Deep learning and machine learning have become increasingly important in the modern food industry, having applications anywhere from the identification and harvesting of produce, to its eventual packaging. Because of the sheer variety of products in the food industry, however, deep learning systems can be quite prohibitive, according to Williamson, as they require powerful GPUs and large amounts of time and sample objects to train.

‘We instead use machine learning for the food industry, which takes elements of deep learning and uses other techniques that mean we can teach it a lot quicker and use far fewer samples,’ he said.

Stemmer Imaging’s Polimago software offering, a polymorphic object recognition tool, achieves high accuracies with food, for example detecting when an object is an apple in addition to the type of apple.

‘This has the potential of automating the checkout systems in supermarkets, but at the moment is mostly used for automated farming – checking whether the right sized products have been picked and if they have been placed and packaged correctly,’ said Williamson.

When combined with Intel’s Realsense offerings, a powerful result is achieved with Polimago, according to Williamson.

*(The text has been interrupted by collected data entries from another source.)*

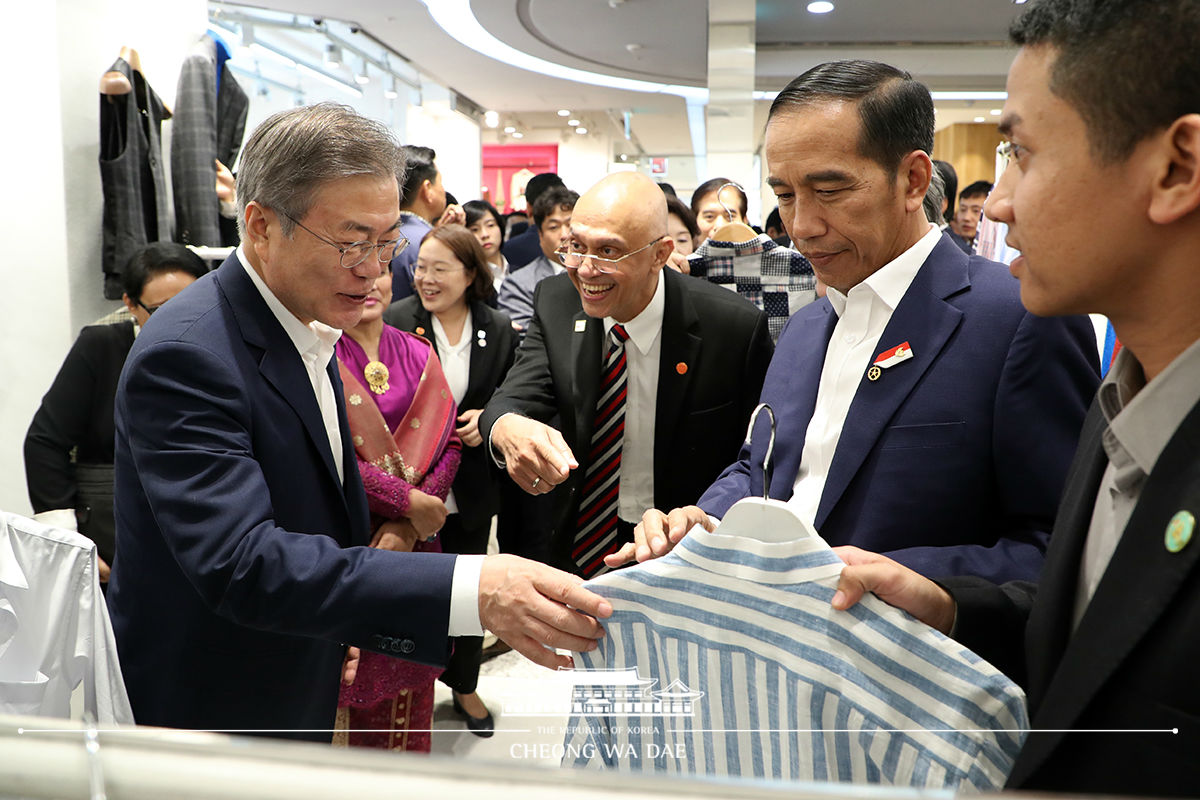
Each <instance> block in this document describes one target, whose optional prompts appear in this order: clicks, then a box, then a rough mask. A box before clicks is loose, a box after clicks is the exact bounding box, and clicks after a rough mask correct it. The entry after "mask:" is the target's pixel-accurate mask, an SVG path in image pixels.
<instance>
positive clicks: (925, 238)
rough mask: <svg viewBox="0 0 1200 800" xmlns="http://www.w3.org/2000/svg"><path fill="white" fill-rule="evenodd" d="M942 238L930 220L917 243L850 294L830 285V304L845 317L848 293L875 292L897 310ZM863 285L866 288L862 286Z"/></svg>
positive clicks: (917, 240)
mask: <svg viewBox="0 0 1200 800" xmlns="http://www.w3.org/2000/svg"><path fill="white" fill-rule="evenodd" d="M941 237H942V231H941V230H938V228H937V225H935V224H932V223H930V225H929V230H928V231H926V233H925V235H924V236H922V237H920V239H918V240H917V243H914V245H913V246H912V247H910V248H908V249H906V251H905V252H902V253H900V254H899V255H896V257H895V258H894V259H892V260H890V261H888V263H887V264H884V265H883V266H881V267H880V269H877V270H875V272H872V273H871V275H869V276H866V277H865V278H864V279H863V282H862V283H859V284H858V285H856V287H851V289H850V291H848V293H846V294H842V293H841V291H839V290H838V289H834V288H833V287H829V289H828V290H827V291H826V295H827V296H828V297H829V303H830V305H832V306H833V309H834V312H836V314H838V315H839V317H841V315H842V313H845V311H846V300H847V296H848V295H850V294H851V293H853V294H858V291H856V290H859V291H871V293H874V294H875V295H876V296H877V297H878V299H880V300H882V301H883V302H884V305H887V307H888V308H890V309H892V311H895V308H896V306H899V305H900V301H901V300H902V299H904V295H905V293H906V291H908V287H910V285H912V282H913V279H914V278H916V277H917V273H918V272H919V271H920V267H922V265H924V263H925V260H926V259H928V258H929V254H930V253H932V252H934V248H935V247H936V246H937V242H938V241H940V240H941ZM859 287H864V288H863V289H859Z"/></svg>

‘A depth image captured by a Realsense camera, while it is 3D data, is represented as 2D data, so effectively the brightness of the image is the height,’ he said. ‘From that, you can use 2D processing capabilities, like machine learning, to recognise shape. If you combine that with a colour image, you can achieve fantastic recognition rates, identifying product type and quality, as well as whether defects, such as bruising, have occurred.’



A second pair of hands

Together with experts from the Karlsruhe Institute of Technology (KIT), École polytechnique fédérale de Lausanne (EPFL), University College London (UCL) and the Sapienza University of Rome, British online supermarket Ocado’s researchers are developing a robot equipped with machine vision and deep learning that can provide assistance to its maintenance technicians.

‘In our warehouses at around two o’clock every day, everything stops and some routine and preventive maintenance is carried out,’ said Deacon. ‘We thought that we could make this maintenance process more efficient by having a robot assist our technicians.’

Equipped with a Primesense camera in its head, as well as a Flea3 stereovision system from Flir’s Point Grey, and a further fairly new stereovision device from robotic vision firm Roboception, the Horizon 2020-funded SecondHands robot will be capable of, among other things, passing tools to technicians, supporting equipment while its being disassembled, or shining a light on a piece of equipment being inspected.

The SecondHands robot is being developed to help with maintenance in Ocado's warehouses

‘The whole point of the robot is to anticipate what a person is trying to do and proactively offer assistance,’ Deacon explained. ‘While there is a natural language interface that a technician could use to issue a command, we want the robot to have an intuitive understanding of what the task is about and what it can do that will be useful to the technician.’

The High Performance Humanoids Group at KIT designed and built the robot, along with all the low-level controlling software to go with it, while the institute’s Interactive Systems Lab developed the natural language interface.

UCL is building the vision components for the robot, according to Deacon, and the Sapienza University of Rome is working on the artificial intelligence planning and activity recognition.

Lastly, EPFL is studying human-human interaction and replicating it between a human and a robot. ‘One example of this is designing a handover mechanism when tools need to be passed to an engineer,’ said Deacon. ‘Rather than having the robot just open its hand, the EPFL researchers have studied how humans hand over objects – including how one person lessens the grip on a load gradually as it is taken up by another person – which will enable very natural interactions with the robot.’